Shauli Ravfogel comments on A Mystery About High Dimensional Concept Encoding

Shauli Ravfogel 4 Nov 2022 10:35 UTC
3 points
0
1. Actually, RLACE has a lesser impact on the representation space, since it removes just a rank-1 subspace.
2. Note that if we train a linear classifier w to convergence (as done in the first iteration of INLP), then by definition we can project the entire representation space over the direction w and retain the very same accuracy—because that subspace that is spanned by w is the only thing the linear classifier is “looking at”. We performed experiments similar in spirit to what you suggest with INLP in [this](https://arxiv.org/pdf/2105.06965.pdf) paper. In the attached image you can see the effect of a positive/negative intervention across layers:
- Fabien Roger 4 Nov 2022 14:30 UTC
  3 points
  0
  Parent
  In the experiments I ran with GPT-2, RLACE and INLP are both used with a rank-1 projection. So RLACE could have “more impact” if it removed a more important direction, which I think it does.

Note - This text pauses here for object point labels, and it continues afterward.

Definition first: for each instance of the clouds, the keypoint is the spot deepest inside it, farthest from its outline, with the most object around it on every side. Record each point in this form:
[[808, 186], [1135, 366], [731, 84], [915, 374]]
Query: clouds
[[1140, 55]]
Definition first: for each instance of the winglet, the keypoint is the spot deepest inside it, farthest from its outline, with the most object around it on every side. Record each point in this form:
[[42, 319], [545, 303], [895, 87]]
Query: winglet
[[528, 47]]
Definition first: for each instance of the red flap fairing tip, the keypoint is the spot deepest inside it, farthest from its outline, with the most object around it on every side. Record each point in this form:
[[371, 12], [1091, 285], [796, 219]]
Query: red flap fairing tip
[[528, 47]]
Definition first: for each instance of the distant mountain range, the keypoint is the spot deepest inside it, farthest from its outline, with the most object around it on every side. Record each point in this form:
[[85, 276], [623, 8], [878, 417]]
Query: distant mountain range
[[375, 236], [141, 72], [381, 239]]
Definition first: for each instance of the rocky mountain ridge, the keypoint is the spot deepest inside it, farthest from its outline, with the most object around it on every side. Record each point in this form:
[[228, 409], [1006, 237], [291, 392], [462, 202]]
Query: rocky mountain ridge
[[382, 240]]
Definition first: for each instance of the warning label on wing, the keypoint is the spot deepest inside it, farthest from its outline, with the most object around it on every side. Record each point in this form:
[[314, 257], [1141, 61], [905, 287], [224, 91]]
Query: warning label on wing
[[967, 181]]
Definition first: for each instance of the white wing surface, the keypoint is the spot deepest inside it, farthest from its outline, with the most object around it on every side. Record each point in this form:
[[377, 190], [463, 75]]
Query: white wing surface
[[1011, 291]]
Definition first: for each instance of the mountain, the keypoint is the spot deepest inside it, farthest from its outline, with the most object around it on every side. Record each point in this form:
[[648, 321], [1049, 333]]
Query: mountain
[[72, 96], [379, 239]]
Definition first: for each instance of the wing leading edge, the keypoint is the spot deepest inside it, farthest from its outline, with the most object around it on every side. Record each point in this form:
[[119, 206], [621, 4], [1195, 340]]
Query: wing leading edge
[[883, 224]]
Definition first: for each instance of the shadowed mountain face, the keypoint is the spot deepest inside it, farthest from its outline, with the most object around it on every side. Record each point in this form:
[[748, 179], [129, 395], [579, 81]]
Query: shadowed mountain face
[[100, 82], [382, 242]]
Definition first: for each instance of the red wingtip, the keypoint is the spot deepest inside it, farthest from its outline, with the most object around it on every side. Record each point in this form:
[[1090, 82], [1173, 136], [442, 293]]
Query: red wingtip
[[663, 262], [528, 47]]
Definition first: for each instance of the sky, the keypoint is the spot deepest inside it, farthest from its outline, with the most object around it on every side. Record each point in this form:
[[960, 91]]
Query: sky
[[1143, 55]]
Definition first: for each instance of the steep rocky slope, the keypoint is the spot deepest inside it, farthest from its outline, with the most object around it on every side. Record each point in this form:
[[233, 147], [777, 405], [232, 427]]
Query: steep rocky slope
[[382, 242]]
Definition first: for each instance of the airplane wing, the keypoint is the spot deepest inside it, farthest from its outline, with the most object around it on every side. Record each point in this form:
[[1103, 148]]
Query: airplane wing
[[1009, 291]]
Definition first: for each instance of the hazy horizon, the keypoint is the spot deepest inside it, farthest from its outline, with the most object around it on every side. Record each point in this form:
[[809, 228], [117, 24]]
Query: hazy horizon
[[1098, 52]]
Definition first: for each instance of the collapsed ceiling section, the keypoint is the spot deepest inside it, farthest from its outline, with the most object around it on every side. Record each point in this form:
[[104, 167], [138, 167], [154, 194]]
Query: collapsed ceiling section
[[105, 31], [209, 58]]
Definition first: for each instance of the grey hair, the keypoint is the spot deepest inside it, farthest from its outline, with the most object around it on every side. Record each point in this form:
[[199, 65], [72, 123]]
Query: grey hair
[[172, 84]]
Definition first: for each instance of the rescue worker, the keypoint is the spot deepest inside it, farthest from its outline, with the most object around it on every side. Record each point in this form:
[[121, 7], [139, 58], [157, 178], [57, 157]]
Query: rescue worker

  I know it’s not the intended use of INLP, but I got my inspiration from this technique, and that’s why I write INLP (Ravfogel, 2020) (the original technique removes multiple directions to obtain a measurable effect)
  [Edit] Tell me if you prefer that I avoid calling the “linear classifier method” INLP (it isn’t actually iterated in the experiments I ran, but it is where I discovered the idea of using a linear classifier to project data to remove information)!